One of the youngest Area Advisors, Emily Kearns (religion), has done a notably good job. I remarked with interest that the advisors for Latin literature were a husband and wife team, D. P. and P. G. Fowler. Not long ago, D. P. Fowler in the Times Literary Supplement made disparaging remarks about the younger generation of German classical scholars, causing me to reflect that I could think of a very fair number of young German classical scholars whose work, both in quality and quantity, seemed to me to stand up rather well to comparison with Dr. Fowler’s own production. These two scholars have contributed to the volume an account of “literary theory and classical studies,” which is one of the longest articles in the book; they offer “not so much a path through the minefield as a way in.” Traditional classical philology, they believe, “received its classic formulation” in 1872–3 from the twenty-four-year-old Wilamowitz in his pamphlets against Nietzsche’s Birth of Tragedy. Wilamowitz’s essay was reprinted, together with the other contributions to the unedifying controversy which Nietzsche’s book provoked (the most moderate of the participants was Richard Wagner), in Karlfried Gründer’s Der Streit um Nietzsches “Geburt der Tragödie” (1969). Classical philology contains, the Fowlers sportingly allow, “much of which the discipline can be proud”; but they complain that it assumes  

the scientific objectivity of the critic, the focus on the surface psychology of the author, the belief that all “clues” will point to a single coherent picture, the aspiration to that overall master interpretation, and especially the belief that the hermeneutic tools used to interpret texts are timeless, based on the commonsense rules used in ordinary life.
With this they contrast theories which they classify as “foundational” or “methodological”; “the former tackle the basic assumptions of critical practice, … while the latter provide new things to do with texts rather than new reasons to do them.” They then describe the various types of theory--structuralism, narratology, “intertextuality” (Julia Kristeva, we learn, is the inventor of this unpleasing and unnecessary bit of jargon), poststructuralism, deconstruction, and postmodernism. “In a sense,” they remark, “there is no further step beyond post-modernism for criticism to take.” Just so; it has been said that “the modernist says that we can never get it right, but must go on trying, but the post-modernist just gives up.”
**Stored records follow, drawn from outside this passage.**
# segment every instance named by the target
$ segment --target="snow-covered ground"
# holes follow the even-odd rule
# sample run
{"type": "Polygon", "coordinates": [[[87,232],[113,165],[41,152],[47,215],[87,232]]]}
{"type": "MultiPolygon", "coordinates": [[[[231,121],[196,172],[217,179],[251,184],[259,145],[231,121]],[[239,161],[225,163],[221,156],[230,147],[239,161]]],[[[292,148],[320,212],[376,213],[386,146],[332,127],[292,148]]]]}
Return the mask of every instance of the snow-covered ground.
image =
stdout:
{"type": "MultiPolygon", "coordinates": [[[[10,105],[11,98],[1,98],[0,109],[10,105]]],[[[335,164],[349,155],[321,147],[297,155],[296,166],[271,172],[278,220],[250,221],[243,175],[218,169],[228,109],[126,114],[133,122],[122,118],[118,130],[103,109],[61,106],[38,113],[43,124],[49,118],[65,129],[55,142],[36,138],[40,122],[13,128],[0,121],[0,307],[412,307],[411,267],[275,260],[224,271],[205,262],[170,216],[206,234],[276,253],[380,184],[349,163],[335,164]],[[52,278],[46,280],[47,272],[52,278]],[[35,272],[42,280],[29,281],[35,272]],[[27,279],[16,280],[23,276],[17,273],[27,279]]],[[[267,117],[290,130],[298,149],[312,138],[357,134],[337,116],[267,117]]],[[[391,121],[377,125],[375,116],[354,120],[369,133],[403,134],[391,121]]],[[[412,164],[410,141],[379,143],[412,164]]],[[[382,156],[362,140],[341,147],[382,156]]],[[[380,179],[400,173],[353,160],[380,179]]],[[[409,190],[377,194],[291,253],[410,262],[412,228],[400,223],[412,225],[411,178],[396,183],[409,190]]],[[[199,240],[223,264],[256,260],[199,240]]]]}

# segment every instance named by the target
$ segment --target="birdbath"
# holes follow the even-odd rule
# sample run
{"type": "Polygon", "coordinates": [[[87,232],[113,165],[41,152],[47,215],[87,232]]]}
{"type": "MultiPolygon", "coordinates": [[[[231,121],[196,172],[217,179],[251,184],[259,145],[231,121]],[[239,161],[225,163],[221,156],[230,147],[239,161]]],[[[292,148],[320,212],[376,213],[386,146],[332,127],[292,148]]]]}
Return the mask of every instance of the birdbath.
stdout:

There is nothing new about postmodernism, which closely resembles the extreme skepticism, then called Pyrrhonism after the founder of the ancient school of Skeptics, which was in vogue for the half-century between the publication of Bayle’s Dictionnaire historique et critique in 1695–7 and that of Montesquieu’s De l’Esprit des lois in 1748; Samuel Johnson and, at one stage, Voltaire both upheld it. Some people have accepted postmodernism on the ground that it leaves everyone free to write his own history; they should remember that then there is no reason why that history should be believed. The obvious objection to such a notion of personal narrative was briefly expressed by a speaker at a recent conference at the New York Academy of Sciences, who said, “Either Grant surrendered to Lee or Lee surrendered to Grant.” (For the proceedings of that conference, see The Flight from Science and Reason, edited by Paul R. Gross, Norman Levitt, and Martin W. Lewis [1996].)

The Fowlers go on to offer brief remarks about Marxism (leading up to Foucault, New Historicism, and Bakhtin), the use of psychoanalysis (from Freud to Lacan), and finally feminism. All these things they describe with a clarity notably absent from the writings of most proponents of such theories, so that the Fowlers’ article can save unbelievers from a large amount of trouble; for those to whom they have shown the way into the minefield, they have made it easier than most believers do to find the way out. Despite the Fowlers’ faith in modernity, they have also contributed to the book a good article on Lucretius and an article on Virgil that is respectable, though not as good as that of S. E. Hinds on Ovid.